Les cartes de l’Excelsior. L’exemple de la Pologne en 1920.

L’Excelsior fut  publié de 1910 à 1940.

Ce quotidien était connu pour la place accordée aux illustrations, et surtout aux photographies, en une de chaque édition. Il en avait fait une ligne éditoriale et sa devise bien apparente dans la bannière de une.

Le défi était de suivre l’actualité avec des photos récentes et de qualité. Or, la similigravure donnait des images médiocres.
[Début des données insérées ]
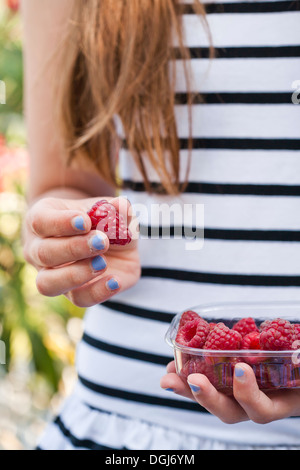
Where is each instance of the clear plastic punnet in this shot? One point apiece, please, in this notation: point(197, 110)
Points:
point(273, 369)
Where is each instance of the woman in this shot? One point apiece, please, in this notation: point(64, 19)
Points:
point(188, 92)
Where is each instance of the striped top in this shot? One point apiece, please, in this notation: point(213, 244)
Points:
point(245, 178)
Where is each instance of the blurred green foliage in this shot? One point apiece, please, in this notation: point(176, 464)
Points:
point(11, 73)
point(33, 328)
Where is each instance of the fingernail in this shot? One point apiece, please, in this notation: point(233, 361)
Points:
point(194, 388)
point(239, 372)
point(78, 223)
point(98, 243)
point(98, 263)
point(112, 284)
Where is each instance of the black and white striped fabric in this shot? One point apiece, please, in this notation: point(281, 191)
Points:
point(245, 173)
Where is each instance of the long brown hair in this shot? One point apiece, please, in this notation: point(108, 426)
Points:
point(118, 60)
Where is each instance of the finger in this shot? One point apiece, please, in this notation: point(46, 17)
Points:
point(125, 208)
point(58, 223)
point(173, 383)
point(260, 407)
point(95, 292)
point(171, 367)
point(222, 406)
point(53, 252)
point(54, 282)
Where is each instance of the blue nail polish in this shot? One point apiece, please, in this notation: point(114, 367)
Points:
point(194, 388)
point(113, 284)
point(98, 242)
point(239, 372)
point(78, 223)
point(98, 263)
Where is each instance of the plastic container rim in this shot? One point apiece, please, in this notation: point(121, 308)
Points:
point(170, 340)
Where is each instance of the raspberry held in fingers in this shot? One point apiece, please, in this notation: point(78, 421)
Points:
point(106, 218)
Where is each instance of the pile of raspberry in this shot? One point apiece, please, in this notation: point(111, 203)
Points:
point(271, 335)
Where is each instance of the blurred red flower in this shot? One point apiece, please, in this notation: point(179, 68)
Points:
point(13, 5)
point(14, 165)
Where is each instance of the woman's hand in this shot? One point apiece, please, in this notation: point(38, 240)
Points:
point(248, 403)
point(73, 260)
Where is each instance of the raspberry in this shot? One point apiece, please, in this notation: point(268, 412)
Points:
point(13, 5)
point(297, 330)
point(107, 219)
point(189, 315)
point(251, 341)
point(223, 338)
point(245, 326)
point(193, 334)
point(278, 335)
point(264, 324)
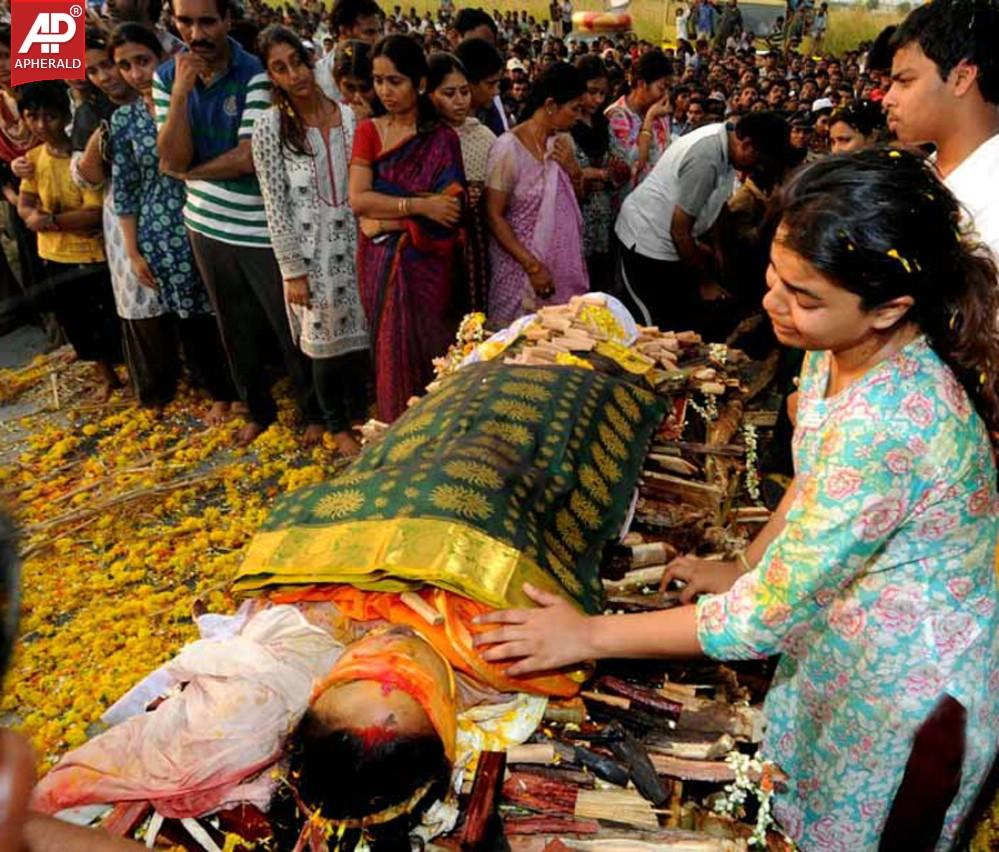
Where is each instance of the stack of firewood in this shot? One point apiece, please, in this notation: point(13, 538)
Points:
point(630, 762)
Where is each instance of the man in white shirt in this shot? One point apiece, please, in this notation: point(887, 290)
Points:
point(664, 265)
point(945, 90)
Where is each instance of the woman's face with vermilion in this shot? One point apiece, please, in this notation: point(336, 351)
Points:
point(394, 89)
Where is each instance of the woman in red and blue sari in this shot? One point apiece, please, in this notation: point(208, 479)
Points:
point(407, 188)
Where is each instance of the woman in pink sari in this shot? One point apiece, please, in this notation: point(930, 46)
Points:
point(536, 250)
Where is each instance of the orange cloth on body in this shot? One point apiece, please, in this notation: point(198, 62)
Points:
point(452, 639)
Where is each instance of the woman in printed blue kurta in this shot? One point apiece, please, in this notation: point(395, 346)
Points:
point(150, 205)
point(875, 579)
point(879, 593)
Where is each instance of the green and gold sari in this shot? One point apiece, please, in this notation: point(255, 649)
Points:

Et la rédaction valorisait d’autant plus les cartes et croquis qu’il n’était pas nécessaire d’être en parfaite concordance avec l’actualité au jour près pour les réaliser alors que les photos pouvaient  vite être en décalage avec les événements en raison des délais de transmission.
Les cartes étaient toutes d’une grande lisibilité par leur simplicité et leur grand format. Quand on parcourt les unes  des dix premières années, on remarque que leur qualité s’accroît au cours de l’année 1918. Le repli allemand de l’été et automne poussa la rédaction à soigner les cartes ; elles illustraient le bonheur de la reconquête annonçant la fin de guerre.

Les cartes aux lignes nettes passaient fort bien à l’impression. Le journal s’en fit une spécialité et bien des sujets étaient clarifiés géographiquement pour le lecteur. A noter que l’échelle graphique ne manque jamais ; on ne peut pas en dire autant des cartes des autres maisons d’édition.

On peut en avoir une idée de ce que produisait l’Excelsior avec les publications des 5, 10, 18 et 25 août 1920. Elles portent sur l’évolution du conflit soviéto–polonais. Celui-ci implique une mission française et présente donc d’autant plus d’intérêt pour les lecteurs.

Pour montrer le recul des forces polonaises sous les assauts de l’armée rouge – les Polonais avaient progressé en avril-mai avant de devoir se replier depuis juin –  le cartographe qui illustre l’édition du 5 août se contente d’un fond de carte d’une simplicité extrême. Les repères de frontières, à l’Est de la Pologne, ont disparu face à l’incertitude de leur devenir. Les frontières de la nouvelle Allemagne du traité de Versailles restent plus sûres  et fixent des limites. Varsovie apparaît menacée comme c’était alors le cas.

Les éditions des 10 et 18 août utilisent les cartes pour dramatiser l’évolution du conflit et la rendre compréhensible aux lecteurs français en transposant la situation polonaise sur celle de la France en août-septembre 1914.

Sur la carte du 10 août, l’évolution du front, avec le recul rapide des armées polonaises, est reporté sur la carte de France pour faire un parallèle avec l’invasion allemande de l’été 1914. Ce 10 août 1920, les cosaques traversaient la Vistule.

Le procédé est efficace, montrant tout à la fois analogies et différences entre ces deux fronts à six ans d’écart.

La carte du 18 août, quand les succès deviennent polonais, est  moins expressive, mais plus précise avec une plus grande échelle pour éclairer le sort plus heureux de Varsovie. Et c’est le titre qui donne du vécu au lecteur français faisant le parallèle avec la bataille de la Marne quand Varsovie, le Paris polonais, est sauvé par des contre-offensives réussies.

La rédaction aime imbriquer les illustrations : ces ajouts informatifs à côté de la carte principale ont, ce 18 août, l’aspect d’un télégramme de correspondant de presse et de deux portraits, l’un des chefs d’armée polonais, le général Haller, et l’autre d’un membre de la mission interalliée de soutien, le général Weygand, conseiller à l’état-major polonais.

L’édition du 25 août illustre le retournement de situation à l’avantage des Polonais depuis la mi-août. Elle  s’accompagne de cette carte sur la réussite des troupes polonaises et le recul des armées soviétiques. Une légende claire et son échelle permettent d’apprécier la reconquête.

Un armistice sera signé en octobre et le traité de Riga avec la Russie soviétique confirmera les nouvelles frontières polonaises en mars 1921.

Les cartes ci-dessous, publiées le 21 mars 1921 permettent la comparaison entre l’avant-guerre et 1921.

La Dépêche Républicaine de Franche-Comté du 21 août 1920 écrivait : A l’Est de l’Europe, toute une aurore chargée de promesses semble forcer la nuit bolchevique à replier ses voiles…

Dans un tout autre domaine, cette représentation du globe terrestre pour imager les ondes radios de la station bordelaise La Fayette est aussi une réussite cartographique pour l’époque. Voulue par les états-majors américain et français, cette station radiotélégraphique devait faciliter les communications franco-américaines. Commencée en mai 1918, elle ne put jouer un rôle pendant le conflit et ne fut terminée qu’en août 1920.